Güliz Hanım, "Yasemin, hoş geldiniz canım."diyerek sarıldı ve iki yanağımı da öptü.

"Hoş geldin Ozancım, nasılsın?" diyerek bu kez Ozan'a döndü.

"Teşekkürler Güliz Abla, sen?"

"Çok iyiyim canım, sizi gördüm daha iyi oldum." diyerek masada sabırsızca kıpırdanan Toprak'ı işaret etti.

"Masaya geçelim yoksa Toprak yaygarayı basacak. Sabahtan beri heyecanından saçmalayıp duruyor."

Masada bizi karşılayan Ömer Bey beklemediğim kadar sıcak bir yaklaşımla elini uzattı. "Merhaba Yasemin, seni gördüğüme memnun oldum. Nasılsın?"

Kuruyan dudaklarımı nemlendirmek için dilimle ıslatmak istedim ama dudağımdaki ruju dağıtmamak için bunu yapmaktan vazgeçtim.

"Merhaba Ömer Bey, teşekkür ederim. Ya siz?"

Gülümseyerek başını salladı ve göz ucuyla sabırsız kızına baktı. Restorandan içeri ilk girdiğimizde bana benzediğini düşündüğüm Toprak şimdi adeta benim küçük bir kopyam gibi görünmüştü gözüme. Demek ikimizde annemize benziyorduk. Bir an da beynimde kendi sesim yankılandı. ANNE... Bunu içimden bile dile getirmemiştim oysa ki daha önce.

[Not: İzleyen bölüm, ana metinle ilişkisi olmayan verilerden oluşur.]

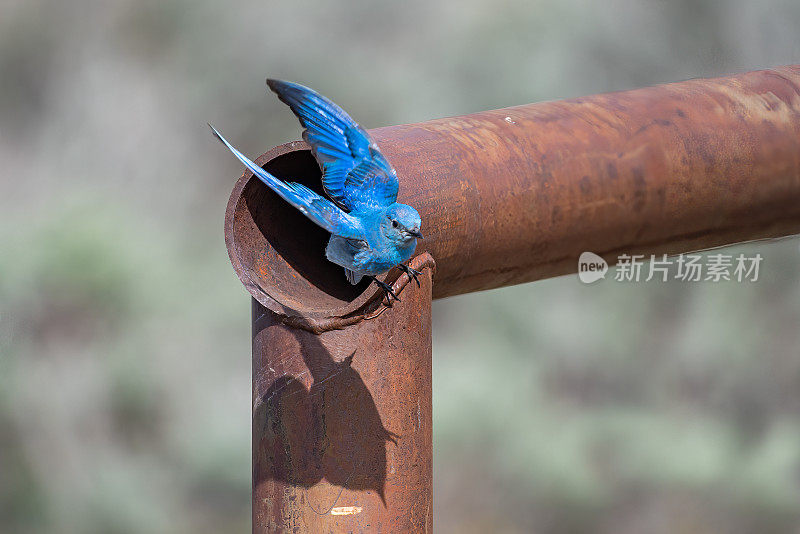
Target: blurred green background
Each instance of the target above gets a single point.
(558, 407)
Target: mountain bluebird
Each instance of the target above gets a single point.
(370, 231)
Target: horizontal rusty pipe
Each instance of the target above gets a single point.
(516, 194)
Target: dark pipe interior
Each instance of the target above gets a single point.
(282, 249)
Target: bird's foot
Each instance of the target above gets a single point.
(412, 273)
(387, 290)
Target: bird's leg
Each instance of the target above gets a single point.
(412, 273)
(387, 289)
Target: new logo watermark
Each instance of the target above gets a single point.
(683, 267)
(591, 267)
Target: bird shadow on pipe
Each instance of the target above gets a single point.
(332, 430)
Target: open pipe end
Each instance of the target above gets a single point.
(279, 254)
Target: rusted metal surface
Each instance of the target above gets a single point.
(514, 195)
(342, 419)
(506, 196)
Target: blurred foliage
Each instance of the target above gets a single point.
(124, 352)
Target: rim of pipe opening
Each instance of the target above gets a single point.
(279, 254)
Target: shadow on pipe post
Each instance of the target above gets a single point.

Olduğu yerden sandalyesini ittirerek çıkan Toprak yanıma geldi. Beni baştan aşağı süzdü. Sonra da Ozan'a baktı. Art arda ikimizi de süzdükten sonra, "Şu an kafam çok karışık ama yine de mutluyum. Ben Toprak, benimle tanıştığına memnun oldun mu abla?" dedi.

Kalbimin gümbürtüsü dışarıdan duyulacak diye elimi sol tarafıma bastırdım. Yüzüme her şeyin yolunda olduğuna dair bir gülümseme yapıştırdım. Ismarla gülümseme de bir yere kadardı işte. Burnumun direği sızlıyordu ve ben ağlamak falan istemiyordum.

"Tabi, çok memnun oldum Toprak. Ben de seni çok merak ediyordum."

"Sahiden mi," diye sordu sırıtarak. "Beni gerçekten merak mı ediyordun?"

"Elbette." Boğazımı temizlemek zorunda kaldım. Şimdi annen senden çok bahsetti desem olmayacaktı. Güliz Hanım desem hiç olmayacaktı, ne desem diye düşünürken Güliz Hanım derdimi anlamış gibi yardımıma koştu.

"Hadi, ablan ve Ozan abini daha fazla ayakta bekletmeyelim de yerlerimize oturalım Toprak, daha sonra istediğini sorarsın, olur mu?"

Yerlerimize yerleştiğimizde Ömer Bey eliyle bizden biraz ötede duran garsona el işareti yaptı. Hızla gelen garson hepimize devasa menüleri vererek yanımızdan ayrıldı.

"Ozan abi, sen ablamı nereden tanıyorsun?"

Toprak'ın kafa karışıklığının sebebi belli olmuştu. Ozan ve beni aynı karede manasız bulmuştu.